[Openmcl-devel] CCL startup script (ccl & ccl64) is not Bourne Shell compatible
Tim Bradshaw
tfb at tfeb.org
Sun Oct 18 03:19:14 PDT 2009
On 18 Oct 2009, at 05:20, Ron Garret wrote:
> You know the system configuration *at build time*.
If only that were true! You may be lucky and have a system which
*has* a standard location for the things you need, but often you don't
have that luxury. Where is the standard location for Perl on Solaris
2.6? Where's the standard location of Oracle on anything, or for that
matter CCL?
That's why you must choose, at the earliest, at install time.
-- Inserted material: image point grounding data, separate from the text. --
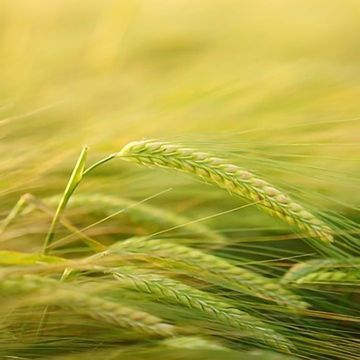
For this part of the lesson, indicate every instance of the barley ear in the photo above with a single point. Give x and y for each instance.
(229, 177)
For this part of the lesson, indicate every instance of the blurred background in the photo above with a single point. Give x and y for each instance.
(273, 84)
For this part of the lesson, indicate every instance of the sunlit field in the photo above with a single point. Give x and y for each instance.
(179, 179)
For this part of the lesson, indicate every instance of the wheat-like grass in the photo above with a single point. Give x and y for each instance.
(51, 292)
(176, 292)
(213, 269)
(227, 176)
(324, 271)
(139, 213)
(331, 277)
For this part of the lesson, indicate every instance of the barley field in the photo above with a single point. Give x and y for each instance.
(179, 179)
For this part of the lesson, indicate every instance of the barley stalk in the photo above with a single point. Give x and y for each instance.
(176, 292)
(115, 313)
(227, 176)
(211, 268)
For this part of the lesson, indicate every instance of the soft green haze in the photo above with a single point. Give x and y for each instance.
(105, 259)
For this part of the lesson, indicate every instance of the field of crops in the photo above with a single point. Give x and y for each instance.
(179, 179)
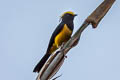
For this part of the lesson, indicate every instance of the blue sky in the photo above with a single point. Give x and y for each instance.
(25, 29)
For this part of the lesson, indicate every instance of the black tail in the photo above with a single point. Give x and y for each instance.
(41, 63)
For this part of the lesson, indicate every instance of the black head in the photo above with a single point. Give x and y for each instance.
(68, 16)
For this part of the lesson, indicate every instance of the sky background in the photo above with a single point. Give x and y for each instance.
(26, 27)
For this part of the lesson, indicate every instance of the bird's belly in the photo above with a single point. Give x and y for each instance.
(63, 36)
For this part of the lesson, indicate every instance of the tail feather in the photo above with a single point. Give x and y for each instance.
(41, 63)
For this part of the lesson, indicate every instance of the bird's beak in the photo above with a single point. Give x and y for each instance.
(75, 15)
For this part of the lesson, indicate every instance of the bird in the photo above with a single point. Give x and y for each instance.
(61, 35)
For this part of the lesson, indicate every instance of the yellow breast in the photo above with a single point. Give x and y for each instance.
(63, 36)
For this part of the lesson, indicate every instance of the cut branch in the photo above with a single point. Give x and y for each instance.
(56, 60)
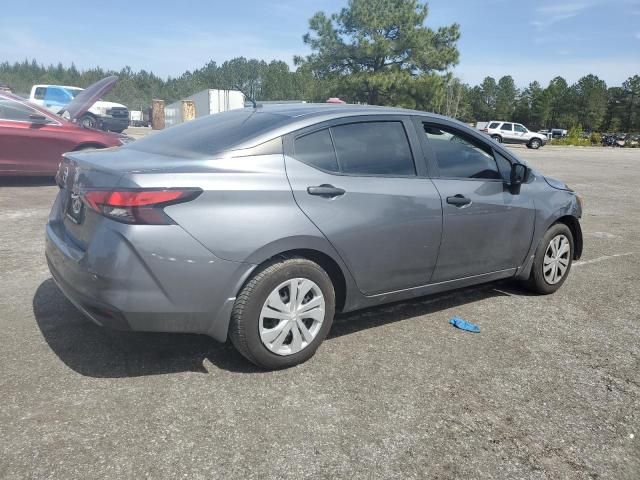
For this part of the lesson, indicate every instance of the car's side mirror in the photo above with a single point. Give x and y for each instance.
(519, 175)
(38, 119)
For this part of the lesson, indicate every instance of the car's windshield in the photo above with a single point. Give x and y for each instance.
(74, 91)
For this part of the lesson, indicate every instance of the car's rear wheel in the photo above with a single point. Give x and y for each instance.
(552, 260)
(535, 143)
(283, 313)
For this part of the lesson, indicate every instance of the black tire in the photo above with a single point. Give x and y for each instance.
(535, 143)
(88, 121)
(245, 316)
(537, 282)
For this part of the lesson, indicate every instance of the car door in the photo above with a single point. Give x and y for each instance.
(486, 227)
(506, 132)
(520, 133)
(359, 182)
(29, 146)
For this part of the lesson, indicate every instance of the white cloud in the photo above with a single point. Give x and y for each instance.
(168, 55)
(553, 13)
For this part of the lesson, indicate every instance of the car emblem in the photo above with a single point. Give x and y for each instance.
(76, 203)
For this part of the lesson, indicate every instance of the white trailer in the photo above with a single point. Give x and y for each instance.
(206, 102)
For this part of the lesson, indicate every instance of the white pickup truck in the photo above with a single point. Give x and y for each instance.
(109, 116)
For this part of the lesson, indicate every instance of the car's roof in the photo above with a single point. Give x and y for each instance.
(321, 109)
(54, 85)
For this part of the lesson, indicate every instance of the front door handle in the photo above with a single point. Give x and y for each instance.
(459, 200)
(325, 190)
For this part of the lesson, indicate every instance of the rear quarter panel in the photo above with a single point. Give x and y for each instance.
(246, 212)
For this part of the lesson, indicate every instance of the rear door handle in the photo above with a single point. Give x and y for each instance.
(325, 190)
(459, 200)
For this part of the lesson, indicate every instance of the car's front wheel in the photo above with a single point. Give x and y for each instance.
(88, 121)
(552, 260)
(283, 313)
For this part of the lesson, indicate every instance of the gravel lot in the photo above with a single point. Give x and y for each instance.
(549, 389)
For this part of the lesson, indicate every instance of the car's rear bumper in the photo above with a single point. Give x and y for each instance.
(119, 287)
(114, 124)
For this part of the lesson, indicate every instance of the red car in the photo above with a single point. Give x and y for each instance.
(32, 139)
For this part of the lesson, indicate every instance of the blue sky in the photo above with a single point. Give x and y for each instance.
(528, 39)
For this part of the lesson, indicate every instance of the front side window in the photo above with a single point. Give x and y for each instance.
(57, 96)
(459, 155)
(316, 149)
(373, 148)
(15, 111)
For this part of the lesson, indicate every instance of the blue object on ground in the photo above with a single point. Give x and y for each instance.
(464, 325)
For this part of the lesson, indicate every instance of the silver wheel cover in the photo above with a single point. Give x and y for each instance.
(556, 259)
(292, 316)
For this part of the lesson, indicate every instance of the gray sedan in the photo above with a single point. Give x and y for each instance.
(259, 225)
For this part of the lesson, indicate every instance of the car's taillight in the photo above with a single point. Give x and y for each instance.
(141, 206)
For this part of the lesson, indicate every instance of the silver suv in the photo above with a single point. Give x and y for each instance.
(509, 132)
(259, 224)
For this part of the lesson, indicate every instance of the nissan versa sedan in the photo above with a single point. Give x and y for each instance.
(259, 225)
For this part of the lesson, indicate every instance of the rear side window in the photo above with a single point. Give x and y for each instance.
(316, 149)
(459, 155)
(373, 148)
(207, 136)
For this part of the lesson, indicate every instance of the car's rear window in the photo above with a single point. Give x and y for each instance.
(209, 135)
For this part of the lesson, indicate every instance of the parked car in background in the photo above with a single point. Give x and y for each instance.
(509, 132)
(33, 139)
(110, 116)
(250, 224)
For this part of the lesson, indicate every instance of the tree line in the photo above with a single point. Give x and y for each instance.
(377, 52)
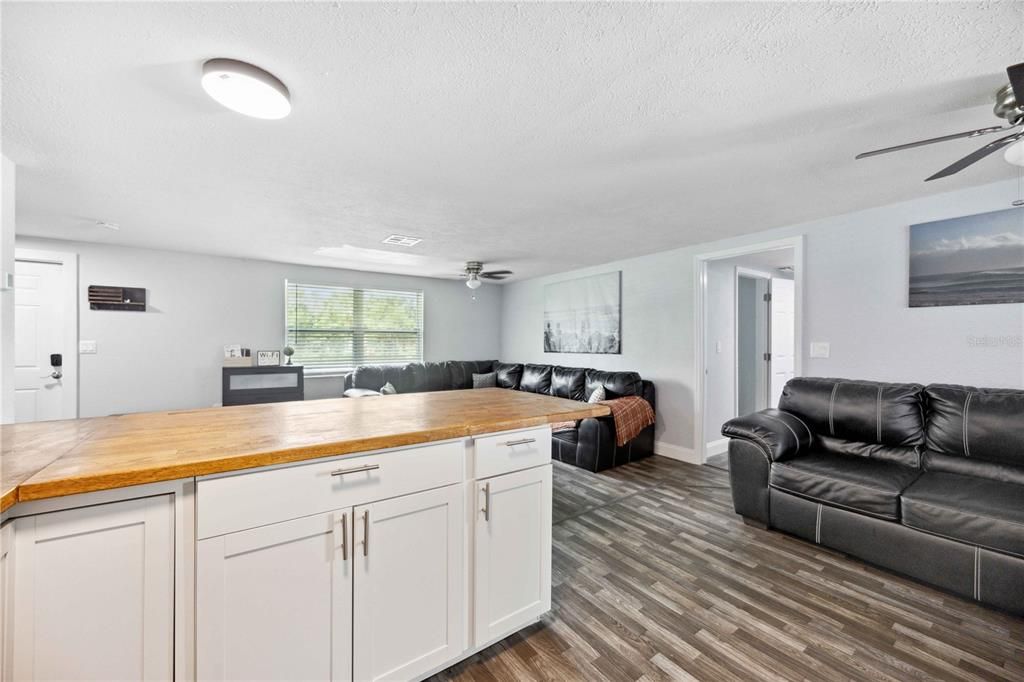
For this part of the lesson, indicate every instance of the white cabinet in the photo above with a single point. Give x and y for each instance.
(274, 602)
(94, 592)
(6, 596)
(374, 591)
(512, 553)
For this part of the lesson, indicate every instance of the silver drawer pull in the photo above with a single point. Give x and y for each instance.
(365, 467)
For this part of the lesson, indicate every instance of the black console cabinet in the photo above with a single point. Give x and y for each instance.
(251, 385)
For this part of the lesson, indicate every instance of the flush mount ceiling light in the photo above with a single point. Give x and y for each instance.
(1015, 154)
(401, 240)
(246, 89)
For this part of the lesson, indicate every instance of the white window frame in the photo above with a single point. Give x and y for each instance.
(341, 371)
Actually, CCL is a good example. Let's say I want to distribute some
application which uses CCL. Where is it, actually? I'm using a
fairly common platform (OS X) at home, and it's, um /Local/Ephemeral/
tfb/packages/i386/ccl/default. You're not going to be able to wire
that in at build time.
> There's no
> guarantee that the configuration won't change after that. All else
> being equal, it is better to be able to make changes without having to
> rebuild everything in order to make it work again.
Indeed, one of the main things I have to deal with is where there are
multiple different versions of things, and where the version I need to
use is not the platform's one. You can't replace the platform's one,
because the platform will likely have dependencies on that version.
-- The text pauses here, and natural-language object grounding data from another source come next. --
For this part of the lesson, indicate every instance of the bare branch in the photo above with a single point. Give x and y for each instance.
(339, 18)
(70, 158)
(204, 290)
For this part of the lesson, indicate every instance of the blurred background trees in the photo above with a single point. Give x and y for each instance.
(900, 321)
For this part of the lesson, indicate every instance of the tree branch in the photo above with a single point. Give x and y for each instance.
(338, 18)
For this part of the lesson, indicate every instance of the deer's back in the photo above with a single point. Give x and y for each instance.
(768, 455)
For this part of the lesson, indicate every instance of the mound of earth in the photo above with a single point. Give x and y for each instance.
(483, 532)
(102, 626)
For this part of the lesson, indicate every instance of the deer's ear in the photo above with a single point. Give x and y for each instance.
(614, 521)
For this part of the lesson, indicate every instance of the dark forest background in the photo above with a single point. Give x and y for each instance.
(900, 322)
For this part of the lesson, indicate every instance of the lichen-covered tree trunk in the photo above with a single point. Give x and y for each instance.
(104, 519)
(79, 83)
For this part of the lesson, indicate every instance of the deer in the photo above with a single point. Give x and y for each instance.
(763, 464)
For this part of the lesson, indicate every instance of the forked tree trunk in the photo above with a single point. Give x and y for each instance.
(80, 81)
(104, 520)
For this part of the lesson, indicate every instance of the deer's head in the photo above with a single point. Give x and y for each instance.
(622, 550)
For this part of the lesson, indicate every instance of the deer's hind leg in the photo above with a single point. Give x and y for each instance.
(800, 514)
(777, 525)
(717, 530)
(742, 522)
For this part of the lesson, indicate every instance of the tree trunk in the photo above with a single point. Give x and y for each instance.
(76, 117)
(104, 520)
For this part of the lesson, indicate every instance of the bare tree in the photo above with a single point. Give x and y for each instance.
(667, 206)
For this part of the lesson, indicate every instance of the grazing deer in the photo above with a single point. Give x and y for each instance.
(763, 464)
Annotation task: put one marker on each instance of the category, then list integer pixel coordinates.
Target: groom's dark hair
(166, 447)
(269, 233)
So you need your own one, which by definition lives in some non-
standard place. And, of course, since you're dealing with developers,
you'll suddenly discover that they now depend on some new release of
the thing, but you still need to have other things run which work only
with the older version.
[About LD_LIBRARY_PATH]
> Maybe I need to be enlightened. What is this "correct way"?
LD_LIBRARY_PATH is probably the best of a bad lot, assuming you do not
know at compile time where the libraries will be, which you generally
do not. Some platforms have better approaches (LD_CONFIG / crle on
Solaris). It's important to set LD_LIBRARY_PATH in wrappers, not
globally though.
All of this comes down to a dynamic vs static decision. I think as
Lisp programmers we know which of these is best :-)
Damn, I said I would not follow up any more. Sorry.